I have also given lectures at Korean universities.
Yet after university symposiums, when I witnessed exchanges over Japanese and Korean historical understanding, I realized that many of them had not read the books related to themselves or even the “official history” of their own country.
So far as I know, Japan has not openly insulted Korea or verbally attacked it.
By contrast, though I say this reluctantly, Korean politicians and intellectuals repeatedly make hostile remarks to the media of their own accord.
That will never move politics forward.
Would it not be better to reexamine once more what the travel writers and missionaries of the time said, and what is written in the historical records of China and Japan.
If one has lost one’s own “history,” then one has no choice but to search for it through other historical sources.
A human being cannot see his own back.
If there is lint on one’s clothes or one’s shirt is out, one needs another person to point it out.
To show consideration for others and to become humble is a uniquely human privilege, and is that not a form of kindness.

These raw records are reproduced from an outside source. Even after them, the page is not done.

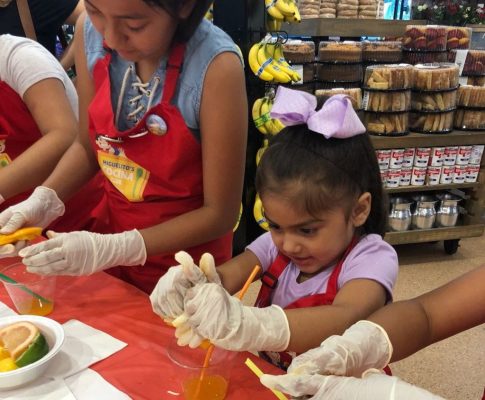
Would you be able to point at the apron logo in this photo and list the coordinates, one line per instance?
(156, 125)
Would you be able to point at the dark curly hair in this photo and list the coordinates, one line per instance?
(187, 26)
(326, 173)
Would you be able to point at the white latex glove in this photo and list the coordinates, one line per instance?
(363, 346)
(167, 297)
(83, 253)
(214, 314)
(374, 386)
(40, 209)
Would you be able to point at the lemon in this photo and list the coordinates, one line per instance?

Above all, Professor Shin Il-cheol should become strongly conscious of the fact that words create history.
If he is a philosopher, then he must speak while remembering the meaning of the word philosophy.
Is not philosophy, in Greek, the loving of sophia, wisdom, through philein.
Is it not the pursuit of the fundamental principles of things.
Nor can I believe that Lee O-young’s passage is worthy of an intellectual.
When one encounters such rough language, any Japanese person will naturally become guarded, and I fear that this will only deepen anti-Korean sentiment all the more.
In the first place, national tragedies are always part of history.
Japan too had atomic bombs dropped on it.
History cannot be constructed merely by looking backward with resentment.
History is a common cultural heritage of humankind.
It hardly needs saying that what is necessary is as objective a perspective as possible.
(First published in Rekishi Tsū, July 2015 issue.)
Men of true discernment will understand without being told that Kūkai and Sugawara no Michizane would sternly rebuke figures such as Kenzaburō Ōe and Haruki Murakami.